Forcing a smile, I took the test back. The pledge—“I have neither given nor received any unacknowledged aid on this work”—was usually written on everything we turned in, a restatement of our contract with the honor code. Jeb was smiling patiently. I picked up my pencil, wrote out the pledge, and then hesitated. This was a second chance. But what could I do? Jeb was waiting, and Mr. Summerfield was pacing at the front of the room, collecting tests. Change it! No time!
“Boys!” Mr. Summerfield barked, and Jeb snapped his head around to look at him. As soon as Jeb turned around, I lowered the pencil to my test and signed the pledge. As I did, my pencil lead broke.
“Mr. Glass, we’re waiting!” Mr. Summerfield said. Jeb turned back to stare at me. I handed him the test with a mutt
ered, “Sorry!” Then I looked at Mr. Summerfield. “Sorry, sir,” I said. “I’m sorry.” Mr. Summerfield grunted and received my test; then he put the stack down on his desk and moved to the whiteboard to begin a new lesson.
I have no idea what Mr. Summerfield taught us that day. Instead, I remember sitting in my chair facing the board, stunned in the wake of my success at cheating, and terrified of what it might bring about.
CHAPTER FIVE
The dew-beaded bricks muffled my footsteps as I walked to Huber Hall the morning of my first day of teaching. The Hill was shrouded in a wet fog from the river that made the walkways and the Lawn glisten in the dawning, pearl-gray light. A fertile odor hung in the air, wet grass and straw and muddy river combining to suggest that the day was not merely beginning but being born.
It was five minutes to seven as I pushed open the door to Huber. Twenty minutes remained until the bells would ring to awaken the students, but I wanted an hour to work alone in my classroom, and Gray Smith had offered to take my morning dorm duty. I’d spent a fitful night, and a little before six o’clock, when I had realized that I could no longer pretend to be asleep, I had risen from my bed to shower.

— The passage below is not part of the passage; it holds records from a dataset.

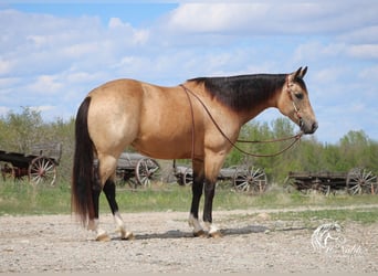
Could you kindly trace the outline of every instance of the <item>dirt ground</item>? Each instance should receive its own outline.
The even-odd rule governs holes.
[[[266,210],[214,212],[221,238],[192,237],[183,212],[123,216],[134,241],[120,241],[106,214],[111,242],[70,215],[0,216],[0,273],[378,272],[378,224],[344,223],[319,248],[312,241],[324,221],[274,221]]]

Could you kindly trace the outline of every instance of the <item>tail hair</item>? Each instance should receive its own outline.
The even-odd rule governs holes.
[[[76,213],[83,226],[94,219],[92,188],[94,184],[94,146],[90,137],[87,115],[91,97],[78,107],[75,121],[75,153],[71,184],[71,211]]]

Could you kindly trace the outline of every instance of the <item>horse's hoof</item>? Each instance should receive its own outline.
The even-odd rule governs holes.
[[[133,241],[133,240],[135,240],[135,236],[134,236],[133,232],[123,231],[120,233],[120,240]]]
[[[222,237],[222,233],[220,233],[220,231],[214,231],[212,233],[209,233],[209,237],[213,237],[213,238],[218,238],[218,237]]]
[[[206,233],[203,230],[200,230],[200,231],[197,231],[197,232],[193,232],[193,236],[195,237],[206,237]]]
[[[111,236],[107,233],[102,233],[96,236],[97,242],[109,242]]]

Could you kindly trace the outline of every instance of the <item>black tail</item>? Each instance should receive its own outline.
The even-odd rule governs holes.
[[[87,115],[91,97],[86,97],[80,106],[75,121],[75,153],[71,187],[71,210],[83,223],[94,219],[92,188],[94,185],[94,147],[90,137]]]

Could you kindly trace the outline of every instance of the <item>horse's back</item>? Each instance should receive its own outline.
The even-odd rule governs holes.
[[[118,155],[138,132],[143,89],[133,79],[116,79],[93,89],[88,131],[97,151]]]
[[[190,151],[185,145],[191,145],[191,113],[181,87],[116,79],[88,96],[88,128],[97,151],[117,156],[133,145],[145,155],[172,158],[174,142]]]

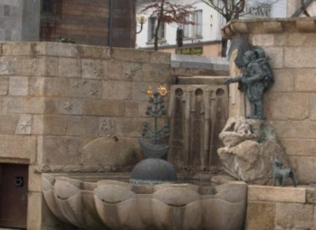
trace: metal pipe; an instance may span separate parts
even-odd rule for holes
[[[114,11],[114,0],[110,0],[110,15],[108,20],[108,46],[112,47],[112,35],[113,35],[113,11]]]

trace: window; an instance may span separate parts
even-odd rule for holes
[[[201,37],[202,36],[202,10],[192,11],[186,17],[185,21],[190,21],[192,23],[186,24],[184,23],[180,26],[184,30],[184,38]]]
[[[43,12],[52,12],[52,0],[43,0],[41,4]]]
[[[191,25],[192,37],[202,36],[202,10],[196,10],[192,13],[192,21],[194,24]]]
[[[155,39],[155,30],[156,30],[157,20],[155,17],[148,19],[148,41],[152,41]],[[159,39],[165,38],[165,24],[160,23],[158,30],[158,38]]]

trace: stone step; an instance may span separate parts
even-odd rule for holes
[[[177,77],[177,84],[181,85],[221,85],[229,76]]]

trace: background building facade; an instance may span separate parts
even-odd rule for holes
[[[189,4],[193,6],[188,20],[193,25],[178,23],[164,24],[159,30],[159,49],[170,53],[176,52],[177,29],[184,30],[184,52],[202,55],[219,56],[221,54],[221,28],[226,21],[215,10],[204,1],[186,0],[173,1],[175,3]],[[137,35],[136,47],[152,48],[154,46],[154,29],[157,20],[151,17],[150,11],[142,10],[150,3],[150,1],[138,1],[137,13],[145,13],[148,21],[144,23],[143,30]],[[244,13],[241,17],[286,17],[286,0],[249,0],[247,1]],[[139,30],[138,28],[137,30]],[[194,49],[197,48],[197,49]]]

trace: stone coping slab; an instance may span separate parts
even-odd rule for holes
[[[305,204],[306,188],[248,185],[248,200]]]
[[[170,64],[171,55],[135,48],[95,46],[48,41],[1,41],[0,56],[50,56],[97,59],[152,64]]]
[[[222,37],[227,39],[230,39],[238,33],[266,34],[298,32],[315,32],[316,17],[233,20],[221,28]]]

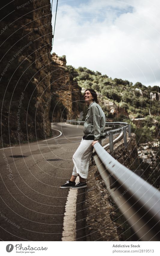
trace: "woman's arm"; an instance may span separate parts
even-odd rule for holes
[[[96,106],[92,108],[92,116],[93,123],[93,133],[95,137],[94,141],[98,141],[100,138],[101,130],[100,129],[100,116],[99,110]]]

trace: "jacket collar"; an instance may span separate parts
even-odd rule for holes
[[[92,103],[90,103],[90,104],[89,104],[89,106],[88,107],[88,109],[87,109],[87,110],[88,110],[88,109],[89,109],[91,107],[91,105],[92,105],[92,104],[93,104],[93,103],[94,103],[94,102],[95,102],[95,100],[94,100],[94,101],[93,102],[92,102]]]

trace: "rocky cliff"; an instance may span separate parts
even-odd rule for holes
[[[65,56],[52,55],[51,67],[50,99],[51,122],[63,122],[68,119],[77,120],[86,106],[81,93],[81,87],[74,81],[66,66]]]
[[[50,94],[52,36],[50,0],[7,0],[4,5],[2,1],[0,100],[4,145],[50,134],[49,109],[45,105]]]

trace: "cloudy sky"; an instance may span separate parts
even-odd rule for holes
[[[160,86],[160,13],[158,0],[59,0],[53,52],[75,68]]]

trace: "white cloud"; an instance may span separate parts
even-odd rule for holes
[[[160,86],[158,0],[77,2],[59,4],[53,51],[76,68]]]

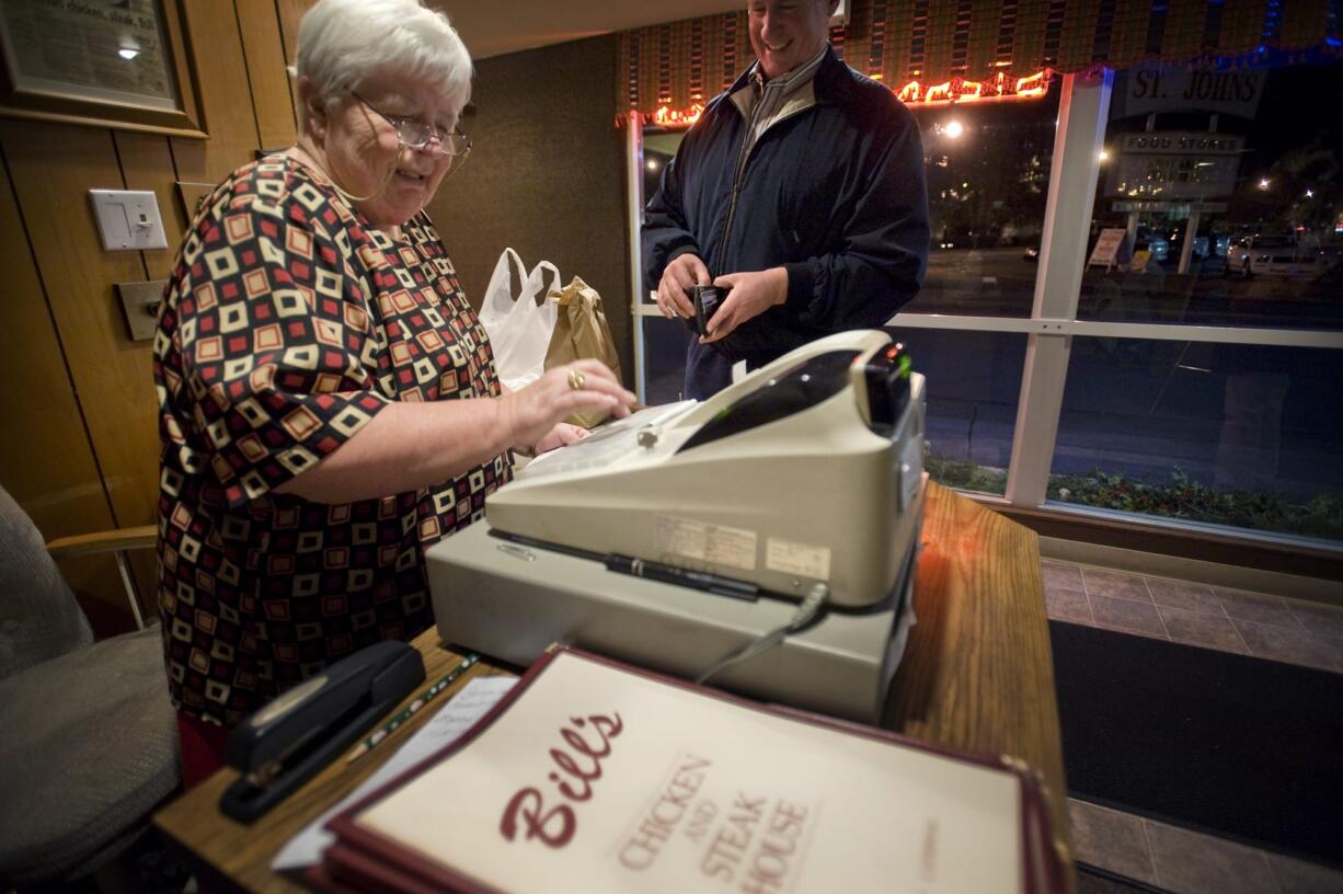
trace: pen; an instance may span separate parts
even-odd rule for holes
[[[733,599],[745,599],[748,601],[756,601],[760,597],[760,588],[755,584],[748,584],[741,580],[733,580],[732,577],[723,577],[720,575],[712,575],[709,572],[696,572],[685,568],[677,568],[676,565],[666,565],[663,562],[654,562],[646,558],[634,558],[631,556],[622,556],[620,553],[598,553],[591,549],[579,549],[577,546],[564,546],[561,544],[551,544],[544,540],[535,540],[532,537],[524,537],[521,534],[512,534],[508,532],[498,530],[497,528],[490,529],[493,537],[500,540],[506,540],[513,544],[522,544],[525,546],[535,546],[536,549],[549,549],[565,556],[573,556],[575,558],[588,558],[592,561],[602,562],[606,565],[607,570],[619,572],[620,575],[630,575],[631,577],[643,577],[646,580],[658,580],[663,584],[676,584],[678,587],[693,587],[694,589],[702,589],[706,593],[716,593],[719,596],[731,596]]]
[[[731,577],[721,577],[719,575],[710,575],[709,572],[688,570],[685,568],[677,568],[676,565],[665,565],[662,562],[650,562],[643,558],[620,556],[619,553],[607,554],[603,558],[603,562],[610,570],[620,572],[622,575],[633,575],[634,577],[643,577],[646,580],[658,580],[663,584],[693,587],[694,589],[702,589],[708,593],[716,593],[719,596],[732,596],[733,599],[745,599],[749,601],[755,601],[760,596],[760,588],[755,584],[733,580]]]
[[[430,686],[428,689],[426,689],[423,693],[420,693],[419,695],[416,695],[415,701],[411,702],[410,705],[407,705],[404,709],[402,709],[402,711],[396,717],[391,718],[389,721],[387,721],[385,724],[383,724],[381,726],[379,726],[377,732],[375,732],[372,736],[369,736],[363,742],[360,742],[359,745],[356,745],[355,750],[352,750],[349,753],[349,757],[345,758],[345,762],[346,764],[353,762],[355,758],[357,758],[360,754],[363,754],[364,752],[369,750],[371,748],[373,748],[375,745],[377,745],[379,742],[381,742],[384,738],[387,738],[388,736],[391,736],[392,730],[395,730],[398,726],[400,726],[402,724],[404,724],[406,721],[408,721],[411,718],[411,715],[415,714],[419,709],[424,707],[424,705],[430,699],[432,699],[435,695],[438,695],[439,693],[442,693],[449,686],[451,686],[453,681],[455,681],[458,677],[461,677],[467,670],[470,670],[471,664],[474,664],[478,659],[479,659],[479,655],[477,655],[475,652],[466,652],[466,656],[462,658],[462,660],[459,660],[457,663],[457,667],[454,667],[453,670],[447,671],[447,674],[443,675],[442,679],[439,679],[436,683],[434,683],[432,686]]]

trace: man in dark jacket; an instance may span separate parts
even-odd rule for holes
[[[649,203],[666,317],[731,287],[690,342],[686,396],[814,338],[885,324],[923,282],[928,200],[913,115],[827,44],[838,0],[749,0],[753,63],[705,107]]]

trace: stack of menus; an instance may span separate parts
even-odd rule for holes
[[[1037,776],[555,648],[336,816],[328,891],[1065,891]]]

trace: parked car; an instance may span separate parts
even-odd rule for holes
[[[1147,251],[1151,255],[1151,260],[1156,263],[1163,263],[1171,254],[1171,243],[1166,236],[1148,230],[1146,227],[1138,228],[1138,242],[1133,246],[1135,251]]]
[[[1226,252],[1226,275],[1313,278],[1332,266],[1319,242],[1300,234],[1242,236]]]
[[[1172,256],[1178,258],[1179,254],[1180,254],[1180,251],[1183,250],[1183,244],[1182,243],[1185,242],[1185,230],[1183,228],[1180,228],[1180,230],[1172,230],[1170,232],[1170,235],[1166,238],[1166,242],[1167,242],[1167,251]],[[1194,236],[1194,247],[1190,250],[1190,258],[1193,258],[1194,260],[1202,260],[1203,258],[1207,258],[1207,236],[1206,235],[1199,234],[1199,235]]]

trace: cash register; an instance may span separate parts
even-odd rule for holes
[[[483,524],[427,550],[439,632],[514,664],[564,642],[876,722],[913,623],[923,444],[900,345],[810,342],[528,463]]]

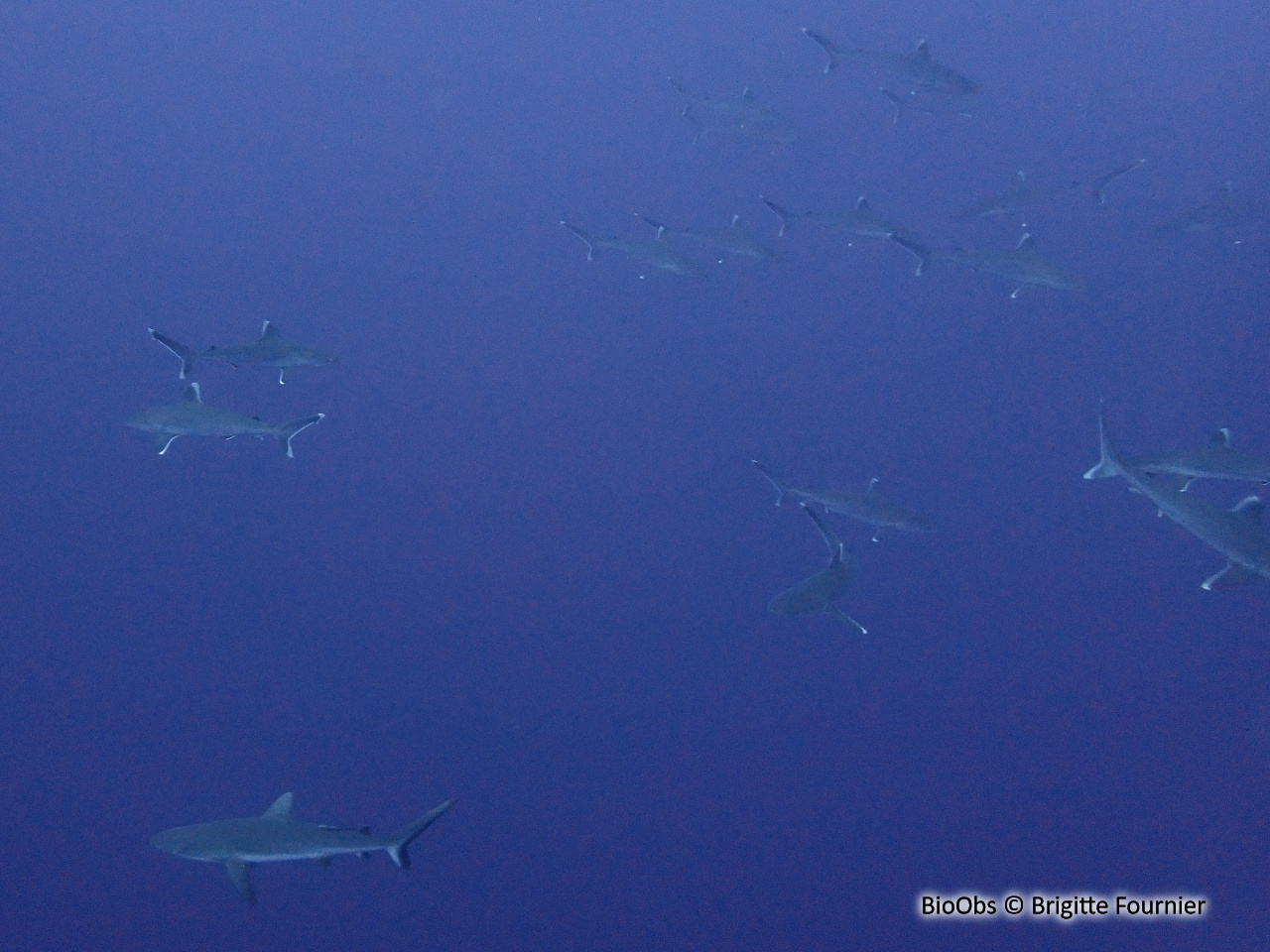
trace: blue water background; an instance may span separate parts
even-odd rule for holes
[[[890,124],[813,25],[975,76]],[[1267,178],[1262,4],[24,3],[0,11],[0,934],[11,949],[1248,948],[1264,942],[1267,589],[1082,481],[1270,451],[1266,230],[1160,237]],[[809,133],[693,143],[676,76]],[[775,240],[866,194],[941,241],[1008,184],[1085,288],[1008,298],[795,227],[710,278],[585,261],[632,212]],[[643,232],[646,234],[646,232]],[[1242,240],[1236,244],[1236,240]],[[203,366],[323,411],[296,458],[123,426],[180,392],[147,326],[338,350]],[[940,532],[869,542],[843,607],[748,461],[884,480]],[[1204,486],[1236,501],[1247,487]],[[224,872],[149,845],[264,810],[414,847]],[[917,922],[923,890],[1196,892],[1200,924]]]

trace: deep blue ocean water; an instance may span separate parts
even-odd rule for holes
[[[890,122],[909,50],[973,116]],[[1261,4],[370,0],[0,10],[0,946],[6,949],[1261,948],[1270,588],[1086,482],[1135,449],[1270,452],[1270,19]],[[804,131],[693,142],[674,76]],[[955,222],[1010,184],[1087,193]],[[1151,225],[1222,183],[1248,215]],[[799,225],[865,194],[1003,278]],[[724,226],[781,261],[705,279],[560,227]],[[693,251],[686,246],[687,250]],[[342,355],[210,404],[326,419],[157,456],[155,326],[263,320]],[[837,519],[826,564],[751,470],[886,490],[940,531]],[[1194,490],[1233,504],[1234,484]],[[221,869],[177,824],[394,829],[414,867]],[[1201,922],[919,922],[923,891],[1204,895]]]

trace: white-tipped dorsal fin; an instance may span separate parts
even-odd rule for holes
[[[1255,526],[1261,524],[1261,514],[1265,512],[1265,503],[1261,501],[1261,496],[1246,496],[1245,499],[1236,503],[1234,509],[1231,510],[1236,513],[1241,519],[1251,522]]]
[[[281,797],[273,801],[273,806],[260,814],[263,820],[290,820],[291,819],[291,803],[295,800],[293,793],[283,793]]]

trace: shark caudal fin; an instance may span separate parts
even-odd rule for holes
[[[150,327],[150,336],[163,344],[165,348],[171,350],[177,357],[180,358],[180,378],[185,380],[189,374],[194,372],[194,352],[190,350],[184,344],[173,340],[166,334],[160,334],[154,327]]]
[[[1099,480],[1105,476],[1119,476],[1120,467],[1115,462],[1115,457],[1111,454],[1111,443],[1107,440],[1106,424],[1102,421],[1102,404],[1099,404],[1099,452],[1101,458],[1097,466],[1090,468],[1085,473],[1087,480]]]
[[[392,842],[384,847],[389,856],[392,857],[392,862],[396,863],[403,869],[410,868],[410,854],[406,852],[409,845],[414,843],[415,838],[423,833],[425,829],[432,826],[441,815],[446,812],[450,807],[455,805],[453,800],[447,800],[444,803],[433,807],[427,814],[420,816],[414,823],[409,823],[392,834]]]
[[[324,419],[326,419],[326,414],[314,414],[312,416],[301,416],[298,420],[291,420],[290,423],[281,423],[273,428],[273,435],[278,438],[282,448],[287,451],[287,457],[293,459],[296,454],[291,452],[291,440],[296,438],[300,430],[309,429]]]

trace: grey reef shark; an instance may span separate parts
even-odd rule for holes
[[[823,33],[804,27],[803,33],[817,42],[828,55],[824,71],[837,69],[843,62],[871,66],[888,76],[912,84],[921,90],[939,90],[950,95],[972,95],[979,84],[956,70],[931,58],[931,46],[925,39],[911,53],[892,53],[872,50],[848,50],[838,46]]]
[[[1242,453],[1231,446],[1231,430],[1224,426],[1201,447],[1168,449],[1123,457],[1125,466],[1153,476],[1179,476],[1185,493],[1195,480],[1233,480],[1236,482],[1270,482],[1270,457]],[[1115,476],[1095,466],[1086,479]]]
[[[290,423],[271,425],[263,423],[259,416],[243,416],[208,406],[203,402],[203,391],[198,383],[190,383],[185,387],[180,400],[133,414],[128,419],[128,425],[142,433],[152,433],[157,439],[160,456],[168,452],[177,437],[220,437],[222,439],[272,437],[287,451],[288,457],[295,457],[295,453],[291,452],[291,440],[300,430],[307,429],[325,418],[326,414],[312,414]]]
[[[781,230],[777,232],[777,237],[785,237],[785,232],[789,231],[795,222],[805,221],[812,225],[818,225],[822,228],[828,228],[829,231],[845,231],[852,237],[857,239],[889,239],[895,235],[909,235],[909,230],[900,225],[894,218],[888,218],[886,216],[879,215],[869,204],[869,199],[864,195],[856,202],[853,208],[846,211],[809,211],[809,212],[794,212],[789,208],[776,204],[770,198],[763,195],[758,197],[759,201],[772,209],[772,213],[780,220]]]
[[[307,344],[293,344],[278,334],[278,329],[271,321],[265,321],[260,329],[260,336],[243,344],[229,344],[227,347],[210,347],[206,350],[194,350],[178,340],[160,334],[150,327],[150,336],[171,350],[180,358],[180,378],[185,380],[194,372],[194,359],[220,360],[231,367],[239,364],[255,363],[263,367],[278,368],[278,383],[287,382],[287,371],[295,367],[325,367],[335,363],[339,358],[326,350],[319,350]]]
[[[725,254],[739,258],[757,258],[763,261],[776,261],[781,258],[779,251],[768,248],[751,234],[749,228],[742,223],[739,215],[732,216],[732,225],[726,228],[698,228],[691,225],[686,228],[672,228],[657,218],[649,218],[646,215],[640,215],[639,217],[657,228],[659,235],[682,237]]]
[[[1099,410],[1099,446],[1101,458],[1085,473],[1085,479],[1124,476],[1129,489],[1152,501],[1160,515],[1167,515],[1195,538],[1226,556],[1226,567],[1206,579],[1201,588],[1233,588],[1256,578],[1270,579],[1270,533],[1262,524],[1264,504],[1259,496],[1247,496],[1233,509],[1222,509],[1182,493],[1182,480],[1166,472],[1148,472],[1121,456],[1107,437],[1102,411]]]
[[[846,625],[853,625],[861,635],[869,632],[850,614],[838,608],[838,599],[847,594],[851,584],[856,579],[856,556],[842,545],[842,541],[833,533],[812,506],[800,503],[803,510],[812,517],[815,527],[820,531],[824,545],[829,547],[829,565],[815,575],[803,579],[798,585],[780,593],[773,598],[767,611],[772,614],[799,616],[824,613],[837,618]]]
[[[758,473],[772,484],[776,490],[776,505],[785,501],[786,496],[795,496],[810,503],[815,503],[826,513],[846,515],[874,528],[872,541],[885,529],[898,529],[900,532],[932,532],[933,526],[925,515],[914,513],[908,506],[900,505],[878,489],[878,480],[869,481],[869,489],[864,493],[838,493],[815,486],[795,486],[781,479],[757,459],[751,459]]]
[[[337,856],[368,858],[382,849],[399,868],[409,869],[410,844],[453,805],[447,800],[396,833],[375,836],[367,826],[348,829],[297,820],[291,815],[292,800],[291,793],[283,793],[260,816],[174,826],[150,843],[185,859],[224,864],[243,897],[255,902],[251,867],[257,863],[315,859],[325,866]]]
[[[652,241],[641,241],[639,239],[601,237],[566,221],[560,223],[587,245],[588,261],[596,260],[601,251],[616,251],[636,264],[671,274],[686,278],[704,278],[706,275],[705,265],[683,254],[667,240],[665,228],[658,228],[657,237]]]
[[[696,129],[693,142],[707,135],[730,135],[776,145],[792,145],[803,136],[789,119],[759,103],[748,88],[737,99],[710,99],[690,93],[683,84],[669,79],[683,98],[682,116]]]
[[[960,264],[975,272],[987,272],[1010,278],[1017,287],[1010,297],[1019,297],[1025,287],[1039,286],[1057,291],[1081,287],[1081,278],[1068,268],[1052,261],[1036,250],[1031,235],[1024,235],[1012,249],[937,249],[903,235],[892,235],[892,241],[917,255],[917,274],[921,275],[932,261]]]

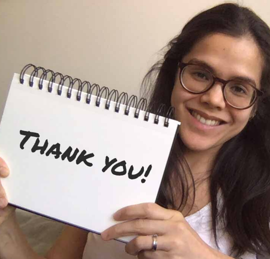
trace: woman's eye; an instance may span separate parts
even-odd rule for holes
[[[200,79],[205,80],[208,80],[209,79],[207,75],[203,72],[196,72],[195,73],[196,76]]]
[[[231,89],[237,94],[246,94],[244,88],[241,85],[234,85],[231,87]]]

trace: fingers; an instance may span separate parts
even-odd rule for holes
[[[5,162],[0,157],[0,177],[6,177],[10,173],[9,169]]]
[[[117,220],[125,220],[134,218],[148,218],[153,220],[168,220],[181,213],[172,210],[165,209],[155,203],[141,203],[125,207],[114,214]]]
[[[158,236],[157,252],[160,250],[169,251],[168,238],[164,236]],[[132,239],[126,245],[126,252],[132,255],[136,255],[141,250],[151,250],[153,246],[153,238],[152,235],[139,236]]]
[[[0,177],[6,177],[9,174],[9,170],[5,162],[0,157]],[[0,209],[3,209],[7,205],[7,196],[0,179]]]
[[[105,240],[134,235],[162,235],[172,231],[173,226],[169,221],[138,219],[110,227],[102,233],[101,237]]]
[[[169,257],[167,252],[147,250],[140,251],[138,254],[138,259],[164,259],[172,258]]]
[[[0,180],[0,209],[3,209],[7,205],[7,196]]]

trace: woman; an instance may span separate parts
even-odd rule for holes
[[[155,80],[151,109],[171,104],[182,123],[159,205],[121,209],[115,218],[130,220],[101,237],[67,227],[46,258],[270,256],[270,30],[248,9],[224,4],[194,18],[168,47],[144,81]],[[1,213],[0,258],[41,258],[14,210]],[[134,234],[127,254],[111,240]]]

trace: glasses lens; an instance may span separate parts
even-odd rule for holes
[[[236,108],[244,108],[252,104],[256,98],[256,90],[245,82],[232,81],[224,89],[227,101]]]
[[[209,72],[201,66],[195,65],[185,66],[180,77],[183,86],[193,93],[203,92],[210,87],[213,82],[213,77]]]

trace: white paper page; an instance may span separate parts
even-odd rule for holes
[[[149,121],[145,121],[143,111],[136,119],[132,108],[129,115],[125,115],[125,106],[122,105],[117,113],[112,102],[106,110],[106,100],[102,98],[96,107],[93,96],[88,104],[83,92],[78,101],[74,89],[69,99],[64,86],[60,96],[56,84],[49,93],[45,81],[41,90],[38,78],[34,78],[31,87],[29,78],[25,75],[22,85],[19,75],[14,74],[0,124],[1,156],[10,170],[10,176],[1,181],[11,204],[99,233],[118,222],[112,215],[118,209],[155,202],[180,123],[170,119],[168,127],[165,127],[164,118],[160,117],[158,124],[155,124],[155,115],[151,114]],[[31,152],[36,137],[31,137],[22,149],[20,145],[25,136],[21,130],[38,134],[39,146],[47,140],[44,153]],[[59,158],[52,153],[46,156],[50,148],[57,143],[62,153]],[[76,148],[78,154],[71,162],[67,158],[63,160],[61,156],[70,146],[72,155]],[[83,150],[93,154],[87,160],[92,166],[83,161],[76,164]],[[117,161],[103,172],[106,156],[110,161]],[[123,166],[112,172],[113,167],[123,161],[126,173],[116,175],[123,171]],[[145,177],[150,165],[151,169]],[[143,173],[136,179],[129,178],[132,165],[133,174],[144,167]]]

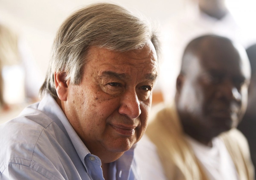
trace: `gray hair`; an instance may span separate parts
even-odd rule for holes
[[[125,52],[141,48],[151,41],[157,54],[158,41],[148,21],[136,17],[117,5],[97,3],[82,8],[61,25],[53,45],[45,80],[40,90],[57,98],[55,72],[66,74],[66,80],[79,84],[87,50],[92,46]]]

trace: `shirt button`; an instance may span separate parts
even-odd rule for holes
[[[89,157],[89,160],[91,161],[94,161],[95,160],[95,158],[93,156],[90,156]]]

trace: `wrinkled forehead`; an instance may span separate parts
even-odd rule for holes
[[[250,77],[250,62],[244,48],[231,43],[223,47],[205,49],[197,54],[201,68],[205,71],[214,71],[230,75]]]

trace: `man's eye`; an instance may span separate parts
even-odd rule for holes
[[[151,86],[143,86],[141,87],[141,89],[144,90],[149,91],[150,90],[152,89]]]
[[[120,86],[120,83],[108,83],[108,84],[112,86]]]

Huber was known as the Tower of Babel since all languages were taught there. If you sat in the hallway during the school day, you could hear Latin, German, French, Spanish, and English all vying for your attention. However, what most people noticed was its gallery of photographs. On either side of the main hallway hung black-and-white pictures of smiling young men, boys almost, standing in officers’ caps and khaki uniforms or pilots’ leather jackets. The captions underneath each cheerful face proclaimed them as Blackburne graduates who proudly entered the armed services during WWII and died in combat. Here was a lieutenant fresh out of the Naval Academy; there an army fighter pilot with a tidy crew cut and a wool-lined leather jacket. They were part of the background, faces that hung silently in the crowded halls during the day, unseen among the turmoil of school life. That morning, however, I was keenly aware of the frozen features of those young men gazing down upon me as I walked to the stairwell at the back of the building and went downstairs to my classroom.